O entusiasmo de professores e educadores, jornalistas e leitores aficionados na defesa da causa da leitura acabou produzindo muitos textos com contribuição verdadeira, com muita redundância e com alguns enganos.
Para explicar-me, começo repetindo escritos meus de outros momentos e mesmo alguns que o leitor habitual de Educação em Pauta já conhece de diferentes artigos aqui publicados.
– A leitura pode melhorar as relações entre o sujeito e o mundo, conferindo ao indivíduo condições de tornar-se sujeito, agente, autor de sua história.
– Ler não é apenas interpretar os objetos-livros e, muito menos, exclusivamente as obras literárias.
– Ler é construir sentidos, provindos de repertórios particulares e de outros, oriundos da coletividade e da história humanas, e sempre estimulados pelas estratégias textuais. Em decorrência, pode, sim, haver interpretações equivocadas. Sírio Possenti afirma que a tão proclamada "minha leitura" e a leitura errada não são opostas. O processo interpretativo é "semiose infinita" (Umberto Eco), o que não equivale a dizer que qualquer interpretação é validada pelo texto. Significa que estamos sempre significando – e sendo significados.
– Ler significa ir ao encontro do texto, interagir e criar interlocução com ele, sem ignorar seu criador, o autor. É estabelecer um diálogo interativo e inter-criativo.
– Qualquer texto (também os não-verbais, que se mesclam, completam, articulam e multiplicam, como o cinema, o teatro, a publicidade, o corpo…) está à disposição do leitor para que se processe a interpretação.
Ampliando a reflexão: qualquer texto faz de mim um leitor melhor, mais interessado, mais criterioso no julgamento, mais humano, melhor cidadão?

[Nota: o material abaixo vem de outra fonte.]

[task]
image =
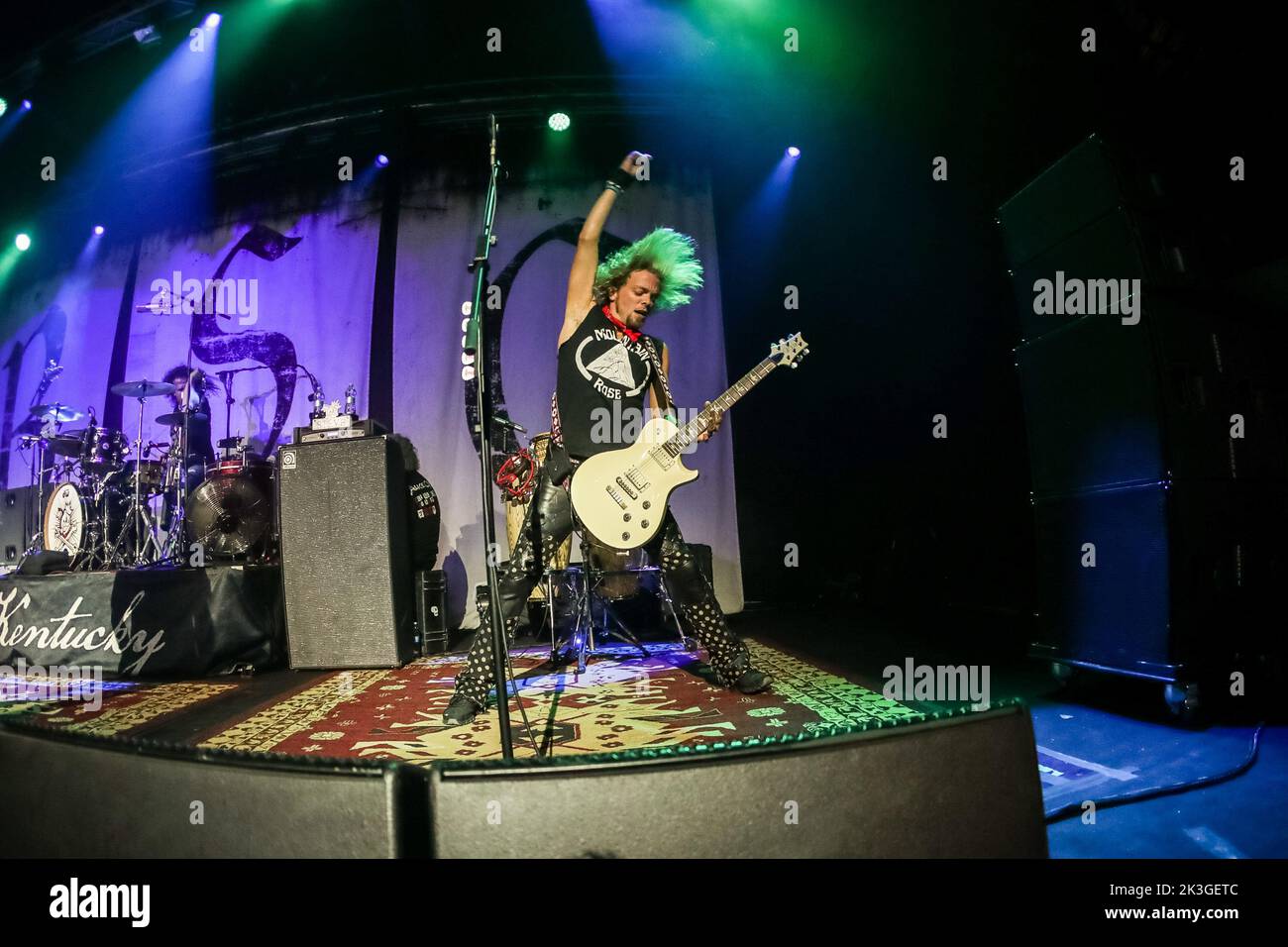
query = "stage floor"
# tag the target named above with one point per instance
(622, 701)
(1102, 738)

Eliana Yunes afirma, parafraseando conhecido ditado: "Dize-me o que lês, e te direi quem és." A verdade dessas palavras podemos constatar no contínuo diálogo que travamos, ao longo do exercício do magistério, com alunos e colegas. O mistério das escolhas que cada um deles realiza, ao longo do trabalhoso exercício de conviver com os textos, se converte, por vezes, numa meticulosa indagação a respeito dos critérios que orientam a decisão de ler este ou aquele livro, de assistir a este ou àquele filme, de ouvir uma ou outra canção.

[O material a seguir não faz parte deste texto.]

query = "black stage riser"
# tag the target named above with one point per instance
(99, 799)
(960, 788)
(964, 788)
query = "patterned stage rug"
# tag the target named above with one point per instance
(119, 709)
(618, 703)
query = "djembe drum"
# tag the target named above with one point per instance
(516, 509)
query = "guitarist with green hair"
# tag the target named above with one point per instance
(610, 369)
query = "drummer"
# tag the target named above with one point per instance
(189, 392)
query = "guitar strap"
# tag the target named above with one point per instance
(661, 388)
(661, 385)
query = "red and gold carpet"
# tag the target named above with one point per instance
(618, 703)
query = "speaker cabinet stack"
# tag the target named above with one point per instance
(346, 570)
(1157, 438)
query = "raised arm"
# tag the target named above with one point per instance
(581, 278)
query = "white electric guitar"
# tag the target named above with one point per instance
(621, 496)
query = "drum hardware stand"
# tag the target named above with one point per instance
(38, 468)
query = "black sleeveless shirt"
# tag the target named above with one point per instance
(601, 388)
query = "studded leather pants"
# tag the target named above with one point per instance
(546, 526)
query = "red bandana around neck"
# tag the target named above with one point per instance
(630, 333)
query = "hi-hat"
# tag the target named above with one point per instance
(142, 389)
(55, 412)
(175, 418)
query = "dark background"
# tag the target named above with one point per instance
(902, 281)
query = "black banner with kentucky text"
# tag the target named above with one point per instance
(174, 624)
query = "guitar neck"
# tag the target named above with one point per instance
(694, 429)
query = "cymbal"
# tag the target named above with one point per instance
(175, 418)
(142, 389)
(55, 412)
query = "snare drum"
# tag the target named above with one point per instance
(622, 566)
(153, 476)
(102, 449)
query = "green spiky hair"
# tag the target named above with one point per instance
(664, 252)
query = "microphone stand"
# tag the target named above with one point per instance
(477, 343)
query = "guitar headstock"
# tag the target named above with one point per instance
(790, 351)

As escolhas traçam o percurso e desenham o perfil dos leitores. Como qualquer outra seleção que fazemos na vida (roupa, alimento, companhia), nossa história pode tomar rumos diferentes. Decisões levam ao alargamento de horizontes ou conduzem ao abismo, outras abrem atalhos ou ampliam avenidas, algumas se transformam em paisagem enquanto outras perdem-se nas pedras do caminho.
Por isso, cada leitor define sua história pelas escolhas que fez ou a que se submeteu, e esse repertório torna-se mapa, carteira de identidade, fotografia.
A escritora Lygia Bojunga percorreu algumas cidades do Brasil, a partir de 1987, apresentando uma belíssima narrativa sobre sua história de leitora. A Editora Agir editou o texto em 1988: Livro, um encontro com Lygia Bojunga Nunes. Sucederam-se várias edições. Ali está narrada a relação afetiva da escritora com outros autores, denominados "casos de amor", em número de seis. Confessáveis, apenas cinco: Monteiro Lobato (origem de tantas outras histórias de leitores!!), Dostoiévski (de tão poucos!), Edgar Allan Poe, Rainer Maria Rilke e Fernando Pessoa. Um elenco da maior importância. Mas um deles foi "um caso meio vergonhoso", resguardado pelo anonimato.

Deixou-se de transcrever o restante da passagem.